The other milestone for 2012 is Her Majesty's Diamond Jubilee, marking the 60th anniversary of the Queen's accession to the throne. This is a remarkable achievement for any head of state, particularly in a democracy, and speaks volumes not just about the Queen's longevity and ability to survive the beheadings, coups and excommunications that bedevilled her predecessors, but also about the genuine affection in which she is held by (most of) her subjects. It's relatively easy to do this for a few years - we all "agreed with Nick" just a few months ago, after all, and now look! - but 60 years is quite another thing. And it's not just "being popular"; popularity contests never end well or last long. There's something quite intangible about the test of time which the Queen has so brilliantly passed.
The "test of time" is a slippery thing that is all too often applied to the works of composers, a subject with which I am all too familiar. The conductor Thomas Beecham supposedly once quipped, "there's not much the public wants of a composer, except that he's dead". He also came up with: "the oboe - an ill wind that blows no-one any good", so I'll forgive him. There is some truth in that (about composers, but also some truth about oboes, as anyone who's played in an amateur orchestra can attest), and as I intend to linger on for a good few decades yet, it's with some trepidation that I have agreed to a commission from the London Borough of Barnet, to celebrate the Diamond Jubilee.
This was a tricky brief in many ways; not least that it was incredibly vague. "Write us Something", they said, "some Music to celebrate the Jubilee". "By when, for whom, and what instruments shall they play - or do they prefer, perhaps, to sing?", I asked, as one must in my position. The deafening silence with which I was answered nearly prompted me to deliver a kind of rebellious John Cage-esque Two Minutes Silence, but in the nick of time I was notified that the combined forces of (appropriately enough) Queen Elizabeth's School and Mill Hill County High School would be available, and that the venue would be a Civic Service at Golders Green early in 2012.
Not much less tricky a brief given the details, especially if you consider that my usual output consists of difficult, obscure, and unpopular chamber music and opera (at least until I'm dead, in which case I fully expect the world to realise the underlying simplicity, common touch and obvious popularity of it all). However, I'm really not a stranger to coming up with suitable music for occasions: you might not have realised it, but every Sunday when I was organist at All Saints I composed something new. We had this game, you see; Choirmaster James (Kent-Winsley) would play a random cluster of notes during Communion, and I would have to seamlessly transform this offence into soothing, sorrowful, or triumphant music as fit the occasion. Sea Sunday? Nautical jigs were thrown in. Advent? "O Come, O Come, Emmanuel" would feature. England lost against Wales at rugby the day before? "Jerusalem" worked over by "Land Of Our Fathers". Either you were all terribly polite and polite about it all, or no-one noticed!

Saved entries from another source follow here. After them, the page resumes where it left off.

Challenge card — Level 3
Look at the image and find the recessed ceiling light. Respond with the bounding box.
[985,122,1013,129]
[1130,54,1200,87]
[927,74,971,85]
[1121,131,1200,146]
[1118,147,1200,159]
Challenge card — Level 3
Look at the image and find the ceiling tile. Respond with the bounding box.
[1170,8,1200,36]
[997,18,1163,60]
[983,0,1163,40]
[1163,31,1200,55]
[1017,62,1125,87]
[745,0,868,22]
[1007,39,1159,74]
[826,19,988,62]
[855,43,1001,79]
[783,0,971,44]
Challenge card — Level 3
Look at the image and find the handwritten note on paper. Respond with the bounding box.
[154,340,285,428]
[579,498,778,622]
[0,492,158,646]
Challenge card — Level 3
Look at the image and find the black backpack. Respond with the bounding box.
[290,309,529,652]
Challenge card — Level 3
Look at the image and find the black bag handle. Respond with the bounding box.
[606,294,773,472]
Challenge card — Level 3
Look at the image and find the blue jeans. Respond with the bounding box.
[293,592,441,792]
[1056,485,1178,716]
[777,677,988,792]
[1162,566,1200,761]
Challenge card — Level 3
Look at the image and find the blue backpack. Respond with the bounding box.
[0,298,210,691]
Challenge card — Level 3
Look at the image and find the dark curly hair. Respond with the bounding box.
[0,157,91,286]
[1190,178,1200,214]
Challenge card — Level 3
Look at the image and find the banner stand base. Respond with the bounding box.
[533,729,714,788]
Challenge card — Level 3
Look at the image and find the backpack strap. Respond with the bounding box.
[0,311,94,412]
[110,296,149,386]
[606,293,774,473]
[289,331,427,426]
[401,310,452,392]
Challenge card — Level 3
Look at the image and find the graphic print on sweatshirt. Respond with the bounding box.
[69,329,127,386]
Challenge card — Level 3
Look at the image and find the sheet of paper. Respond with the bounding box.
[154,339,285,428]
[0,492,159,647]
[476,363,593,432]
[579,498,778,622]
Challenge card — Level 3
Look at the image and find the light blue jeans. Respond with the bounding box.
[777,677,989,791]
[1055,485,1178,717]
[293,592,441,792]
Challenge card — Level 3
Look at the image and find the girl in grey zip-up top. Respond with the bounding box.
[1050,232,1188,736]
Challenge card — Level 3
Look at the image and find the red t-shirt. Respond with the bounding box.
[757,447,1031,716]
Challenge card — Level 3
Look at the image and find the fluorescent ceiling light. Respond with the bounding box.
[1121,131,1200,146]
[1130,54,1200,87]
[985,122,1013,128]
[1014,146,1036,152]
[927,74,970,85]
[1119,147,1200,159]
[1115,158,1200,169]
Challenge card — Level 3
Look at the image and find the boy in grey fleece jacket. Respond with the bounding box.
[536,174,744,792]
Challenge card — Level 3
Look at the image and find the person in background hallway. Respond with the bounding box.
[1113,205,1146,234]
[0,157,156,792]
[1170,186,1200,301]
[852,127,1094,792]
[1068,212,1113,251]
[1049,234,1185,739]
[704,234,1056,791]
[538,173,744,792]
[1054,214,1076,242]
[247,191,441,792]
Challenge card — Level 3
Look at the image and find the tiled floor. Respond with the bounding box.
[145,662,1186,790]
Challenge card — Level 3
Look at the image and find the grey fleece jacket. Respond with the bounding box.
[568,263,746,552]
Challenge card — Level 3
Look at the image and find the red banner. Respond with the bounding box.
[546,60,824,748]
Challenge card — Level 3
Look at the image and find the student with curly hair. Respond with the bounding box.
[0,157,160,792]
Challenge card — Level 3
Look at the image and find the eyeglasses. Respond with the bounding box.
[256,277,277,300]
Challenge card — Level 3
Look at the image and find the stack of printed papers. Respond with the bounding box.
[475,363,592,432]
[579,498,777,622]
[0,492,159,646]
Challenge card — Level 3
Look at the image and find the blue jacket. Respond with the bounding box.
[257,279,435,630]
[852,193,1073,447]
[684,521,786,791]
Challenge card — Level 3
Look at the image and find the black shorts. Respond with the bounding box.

So back to the Jubilee piece. I didn't want to write something just about England, about the number 60, or even about good old Elizabeth W. herself, but it had to at least attempt to combine many aspects of the anniversary in question. Oh, and it would have to be easily performable with minimal rehearsal, by young people of mixed ability, and it would really have to be somehow uplifting and perhaps even catchy.
Common Wealth, therefore (for that is the new work's title), is a celebration of the Queen as head of the Commonwealth. She is the first monarch to hold the title, and to endure as a beloved figurehead across such different parts of the world, through such changing times, is a real inspiration. The split words of the title also reflect my own belief in music as a kind of common "wealth": the freely available common riches of all cultures (at least, freely available once the composer's well and truly dead, if you don't want to anger his publisher).
Common Wealth requires many groups of musicians, located all around the venue, to respond to the calls of a central group. The central group begins by playing a bagpipe-ish drone (this truly ill wind being, inexplicably, Her Majesty's favourite instrument, to the extent that she has a lone piper outside her bedroom window to wake her each morning). They then perform a "call", which is based on a familiar snippet of our National Anthem (the rising bit just before "Send her victorious"). The other groups join one by one - in their own time - with their responses, which are based on snippets from hopefully well-known traditional songs from parts of the Commonwealth - Linstead Market from Jamaica, for example, and Waltzing Matilda from Australia. These "responding" musicians gradually walk closer to the "calling" group, playing louder and louder. Now, I've had to be careful in my scoring to avoid a chaotic atonal cacophony, and hopefully we'll end up with a degree of chaos, yes, but of the more euphonic sort. Eventually, they'll all come together as one, for an uplifting and united ending.
I hope for a fun, symbolic and heartwarming celebration of all that unites the diverse and wonderful Commonwealth, not the least of which is our own Queen.